The Pep Talk Diaries was born from that tension: capable, loving parents who want to raise confident girls. And, girls who deserve language, ownership, and trust in their own bodies.

We are building guided tools, workbooks, and conversation frameworks that help parents:

  • Start age-appropriate puberty education earlier.

  • Teach body safety and consent in practical ways.

  • Support emotional regulation and self-trust.

  • Raise informed, confident girls who know how to advocate for themselves.

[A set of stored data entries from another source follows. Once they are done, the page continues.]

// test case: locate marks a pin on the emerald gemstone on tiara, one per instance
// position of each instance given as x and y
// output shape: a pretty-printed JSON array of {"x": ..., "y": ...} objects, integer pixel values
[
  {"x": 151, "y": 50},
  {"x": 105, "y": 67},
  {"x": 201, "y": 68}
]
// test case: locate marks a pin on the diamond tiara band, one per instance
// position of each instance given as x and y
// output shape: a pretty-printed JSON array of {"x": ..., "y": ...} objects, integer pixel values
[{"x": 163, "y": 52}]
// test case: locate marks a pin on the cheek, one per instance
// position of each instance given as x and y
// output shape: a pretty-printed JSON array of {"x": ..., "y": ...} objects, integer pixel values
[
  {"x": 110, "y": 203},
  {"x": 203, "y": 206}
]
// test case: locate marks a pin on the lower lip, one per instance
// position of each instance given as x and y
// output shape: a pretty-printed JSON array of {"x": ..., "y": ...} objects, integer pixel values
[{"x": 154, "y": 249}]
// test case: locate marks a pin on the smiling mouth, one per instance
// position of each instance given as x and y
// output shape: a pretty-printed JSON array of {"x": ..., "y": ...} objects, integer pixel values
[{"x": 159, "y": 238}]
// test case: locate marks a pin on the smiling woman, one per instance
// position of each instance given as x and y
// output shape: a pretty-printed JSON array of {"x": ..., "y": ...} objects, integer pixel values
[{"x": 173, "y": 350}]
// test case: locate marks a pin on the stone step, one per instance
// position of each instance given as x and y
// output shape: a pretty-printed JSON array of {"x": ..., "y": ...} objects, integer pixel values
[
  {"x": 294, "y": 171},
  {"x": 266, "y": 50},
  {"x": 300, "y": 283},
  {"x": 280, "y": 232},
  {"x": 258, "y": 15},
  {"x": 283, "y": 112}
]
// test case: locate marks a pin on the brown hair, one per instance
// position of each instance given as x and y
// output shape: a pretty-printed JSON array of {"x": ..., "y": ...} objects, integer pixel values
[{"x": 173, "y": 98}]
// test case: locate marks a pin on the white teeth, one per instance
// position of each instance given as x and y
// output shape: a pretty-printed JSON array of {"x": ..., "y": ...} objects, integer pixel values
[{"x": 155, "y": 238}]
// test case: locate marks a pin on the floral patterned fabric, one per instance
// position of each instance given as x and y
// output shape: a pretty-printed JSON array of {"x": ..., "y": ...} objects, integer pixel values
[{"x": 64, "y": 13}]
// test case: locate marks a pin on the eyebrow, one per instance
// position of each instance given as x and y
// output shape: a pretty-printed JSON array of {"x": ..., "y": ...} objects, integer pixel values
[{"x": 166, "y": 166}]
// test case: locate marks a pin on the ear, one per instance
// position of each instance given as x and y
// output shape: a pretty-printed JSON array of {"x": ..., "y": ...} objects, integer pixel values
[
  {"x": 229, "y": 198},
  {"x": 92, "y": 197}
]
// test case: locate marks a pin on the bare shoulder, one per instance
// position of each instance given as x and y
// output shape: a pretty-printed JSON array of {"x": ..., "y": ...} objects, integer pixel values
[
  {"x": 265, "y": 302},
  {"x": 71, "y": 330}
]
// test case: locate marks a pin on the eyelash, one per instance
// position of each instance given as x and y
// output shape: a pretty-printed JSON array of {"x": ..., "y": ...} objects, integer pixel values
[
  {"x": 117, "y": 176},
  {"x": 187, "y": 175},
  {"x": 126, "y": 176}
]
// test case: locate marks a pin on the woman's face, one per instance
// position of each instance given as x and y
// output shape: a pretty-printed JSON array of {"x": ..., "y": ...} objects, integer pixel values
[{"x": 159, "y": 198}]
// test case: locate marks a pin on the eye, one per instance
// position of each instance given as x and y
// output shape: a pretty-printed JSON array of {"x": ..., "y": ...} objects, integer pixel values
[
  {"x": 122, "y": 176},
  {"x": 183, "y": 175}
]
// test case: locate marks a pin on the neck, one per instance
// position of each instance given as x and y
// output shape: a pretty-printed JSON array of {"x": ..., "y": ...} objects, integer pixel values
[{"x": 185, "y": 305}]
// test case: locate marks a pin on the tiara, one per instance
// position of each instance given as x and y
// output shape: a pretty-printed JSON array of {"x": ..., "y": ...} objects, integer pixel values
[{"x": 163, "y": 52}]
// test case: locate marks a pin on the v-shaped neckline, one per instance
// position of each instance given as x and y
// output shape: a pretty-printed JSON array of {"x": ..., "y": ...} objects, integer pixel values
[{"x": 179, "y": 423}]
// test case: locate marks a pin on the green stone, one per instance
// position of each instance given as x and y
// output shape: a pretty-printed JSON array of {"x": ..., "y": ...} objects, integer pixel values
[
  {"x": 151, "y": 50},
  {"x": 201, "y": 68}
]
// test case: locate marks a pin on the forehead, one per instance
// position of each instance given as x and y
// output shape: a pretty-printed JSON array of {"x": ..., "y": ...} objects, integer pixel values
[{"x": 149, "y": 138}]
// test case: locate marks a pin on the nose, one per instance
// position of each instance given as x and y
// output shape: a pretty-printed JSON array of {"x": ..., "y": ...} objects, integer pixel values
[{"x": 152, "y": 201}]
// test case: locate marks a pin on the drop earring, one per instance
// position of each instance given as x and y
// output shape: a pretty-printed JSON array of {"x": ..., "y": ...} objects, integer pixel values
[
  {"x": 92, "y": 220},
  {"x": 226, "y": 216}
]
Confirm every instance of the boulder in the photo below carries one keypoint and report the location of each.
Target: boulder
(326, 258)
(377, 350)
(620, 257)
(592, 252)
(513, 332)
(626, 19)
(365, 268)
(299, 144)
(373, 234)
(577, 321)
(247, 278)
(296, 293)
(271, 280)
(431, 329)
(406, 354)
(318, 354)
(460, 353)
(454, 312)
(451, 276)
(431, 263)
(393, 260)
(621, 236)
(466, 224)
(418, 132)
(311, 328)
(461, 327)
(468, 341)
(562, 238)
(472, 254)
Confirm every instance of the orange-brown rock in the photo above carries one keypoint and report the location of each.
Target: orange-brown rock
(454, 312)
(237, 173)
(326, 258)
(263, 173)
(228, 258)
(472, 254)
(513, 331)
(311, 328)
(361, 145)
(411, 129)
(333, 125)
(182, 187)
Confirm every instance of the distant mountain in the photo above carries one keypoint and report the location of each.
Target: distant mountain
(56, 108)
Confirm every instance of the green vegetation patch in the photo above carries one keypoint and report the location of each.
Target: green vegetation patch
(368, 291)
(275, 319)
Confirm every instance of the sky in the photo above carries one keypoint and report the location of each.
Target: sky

This project pulls together everything I’ve done: leadership, coaching, education, team building, and points it toward something that matters more than any launch or title ever did.

It Wasn’t a Lightning Bolt

So no, I didn’t just know.

This wasn’t random, easy, or overnight.

But the work doesn’t feel like work. It feels like joy.

And if you’re here, maybe you’re in that in-between space too. You’re wanting to raise a confident, informed girl and wondering how to start the conversations that matter.

You’re in the right place.

Cynthia Roth

I’m a marketing leader, educator, and certified coach with over 15 years of experience creating content, training programs, and education initiatives in the fitness and wellness space. Throughout my career, I’ve worked at the intersection of business strategy, behavior change, and well-being, and I’ve always been deeply passionate about helping people thrive.

I’ve had the opportunity to partner with brands such as Reebok, CrossFit, Aetna and The Active Network to design engaging, scalable programs. My writing has also been featured in publications including IDEA Fitness Journal, Oxygen, and Competitor Magazine.

Alongside my Bachelor’s Degree in Journalism and my certification as an iPEC coach, I’m currently earning a Master’s Degree in Social Work to deepen my understanding of human development, systems-level thinking, and meaningful, lasting change.

As the proud founder of The Pep Talk Diaries, I’m finally able to bring my experience, passion, and parenthood together to fill a gap I’ve long felt was missing; honest, supportive puberty education for young girls.

The idea became personal when I realized that if I wanted my daughter (and her friends) to have better tools, language, and support during this stage of life, I was probably going to have to create it myself. And because I knew how to build, write, and scale educational programs, I did.